Alright, you’re convinced: Olive oil is good for you. But choosing an olive oil, you quickly point out, is not such an easy task. Label distinctions abound and you hate to admit you’re in unfamiliar territory. So here’s a quick primer for all olive oil virgins:

• Extra-Virgin Olive (EVO) Oil is the healthiest of all olive oils. It is the cold-pressed result of the first pressing of the olives, produced with no chemical treatments. EVO contains no more than .8% per liter of oleic acid. It is also judged to have a richer, superior taste.
• Virgin Olive Oil is also produced without the use of chemicals. However, it has a higher oleic acid content than EVO—up to 2%. It also has a distinctive taste.
• Olive Oil (once called pure olive oil) is a blend of virgin oil and refined olive oil, which is defective virgin olive oil that has been chemically treated to neutralize undesirable tastes and odors as well as a high acid content. Regular olive oil contains at most 3.3% acidity and usually lacks any strong flavor.
• Olive Pomace Oil is the lowest grade of olive oil approved for human consumption. It is not widely available to consumers and is often used for commercial purposes.

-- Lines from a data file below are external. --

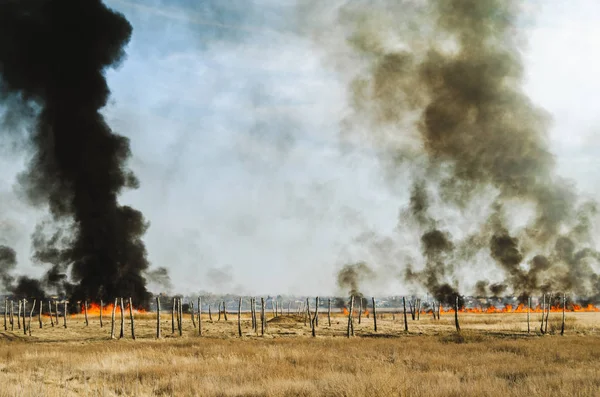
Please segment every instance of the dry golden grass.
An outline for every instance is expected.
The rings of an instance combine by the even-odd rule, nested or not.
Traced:
[[[538,335],[535,315],[529,335],[523,314],[461,315],[460,335],[452,315],[409,319],[408,334],[401,320],[386,314],[374,333],[364,319],[348,339],[342,317],[329,327],[321,315],[317,338],[301,318],[270,321],[265,337],[244,319],[240,339],[235,315],[204,319],[201,338],[189,316],[172,335],[165,315],[155,340],[155,319],[142,315],[136,341],[128,323],[126,339],[110,340],[97,318],[69,318],[67,329],[34,321],[31,337],[0,332],[0,397],[600,395],[600,313],[568,313],[563,337]]]

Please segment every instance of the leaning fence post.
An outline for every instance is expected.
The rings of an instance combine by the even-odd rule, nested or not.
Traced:
[[[56,315],[56,326],[58,327],[58,301],[54,301],[54,314]]]
[[[8,317],[8,298],[4,298],[4,330],[8,331],[6,319]]]
[[[225,321],[229,321],[227,320],[227,306],[225,305],[225,301],[223,301],[223,318]]]
[[[133,322],[133,305],[131,303],[131,297],[129,297],[129,319],[131,320],[131,339],[135,340],[135,325]]]
[[[50,325],[52,327],[54,327],[54,318],[52,316],[52,302],[51,301],[48,301],[48,310],[49,310],[48,314],[50,314]]]
[[[375,305],[375,297],[373,296],[373,328],[377,332],[377,306]]]
[[[156,339],[160,339],[160,297],[156,297]]]
[[[315,327],[319,326],[319,297],[315,299]]]
[[[327,322],[331,327],[331,298],[327,300]]]
[[[540,334],[544,333],[544,314],[546,314],[546,294],[542,296],[542,324],[540,325]]]
[[[104,311],[104,302],[102,301],[102,299],[100,299],[100,328],[102,328],[104,326],[104,323],[102,322],[102,312]]]

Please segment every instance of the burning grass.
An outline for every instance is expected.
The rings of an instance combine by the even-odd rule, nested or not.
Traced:
[[[36,324],[31,337],[0,332],[0,397],[595,396],[600,388],[597,313],[569,313],[564,337],[556,334],[561,315],[555,313],[545,336],[536,332],[534,316],[528,335],[526,316],[518,313],[462,314],[460,335],[450,315],[409,316],[405,333],[402,316],[393,321],[386,313],[379,332],[363,317],[350,339],[340,314],[331,327],[321,315],[317,338],[302,316],[284,315],[268,322],[264,338],[244,317],[240,339],[236,316],[229,317],[212,323],[204,317],[202,338],[189,315],[183,337],[171,334],[164,315],[164,337],[156,340],[152,313],[136,315],[136,341],[109,340],[110,326],[101,329],[93,315],[88,327],[76,316],[67,329]]]

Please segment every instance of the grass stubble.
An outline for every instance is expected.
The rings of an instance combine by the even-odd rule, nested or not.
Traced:
[[[552,313],[549,334],[532,315],[462,314],[434,321],[400,315],[355,320],[325,316],[312,338],[301,318],[271,319],[264,337],[244,318],[203,319],[198,337],[189,315],[184,334],[156,340],[155,317],[136,316],[136,337],[110,340],[97,317],[69,318],[67,329],[32,324],[32,336],[0,331],[0,397],[4,396],[600,396],[600,313],[568,313],[565,336]],[[118,316],[117,316],[118,318]],[[118,328],[118,321],[117,321]]]

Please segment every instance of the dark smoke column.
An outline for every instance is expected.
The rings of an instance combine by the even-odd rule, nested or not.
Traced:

Clearly, extra-virgin and virgin oils are the healthier and tastier options. Think of them as “naturally organic”: In an age of mass-produced, chemically treated food, virgin olive oil production is still a painstaking process as family farms throughout Southern Europe have passed down the tradition for centuries. (Here in the States, California is a big oil-
producing region.) “Extra-virgin olive oils contain no preservatives or sulfites,” notes wine and food writer Bill Nesto, contributing editor of Sante magazine. “In the production process, you add nothing. It is extremely fresh.”

Because extra-virgin olive oil is considered the finest of all olive oils, it is also the most expensive. However, some say the price is not high enough. “A bottle of oil costs more to produce than a bottle of wine and sells for much less,” notes Darrell Corti, an internationally known wine and food expert and owner of Corti Brothers grocery in Sacramento, California. (Think about how little oil can be squeezed out of an olive.) “The news about olive oil is just as good and far-reaching as it is for wine, in terms of being good for the heart,” Nesto chimes in. “Yet wine is considered a prestigious item and can be quite expensive, while a bottle of oil can scarcely fetch $25.”

That’s good news for consumers—for now. Though if you have ever tasted the pleasure of an extra virgin olive oil from Tuscany, distinctive bright green in color, you may be willing to shell out for special occasions. Extra-virgin olive oil is best reserved for dipping bread, making salad dressings and drizzling on vegetables, since its flavor tends to dissipate at higher temperatures and makes the added expense a waste. Try regular olive oil for cooking, as the International Olive Oil Council recommends. There is also now something known as light olive oil, but that does not refer to its fat content, rather a lighter color and taste. Food experts suggest using this type as well for baking and cooking when a nondescript flavor that won’t interfere with other tastes is desired.

With so many brands on the market—yes, business is booming—and a taste to match every palate, there’s never been a better time to switch to olive oil. Or at least try making a salad with one. Don’t let one of the biggest health discoveries in food and nutrition slip through your fingers.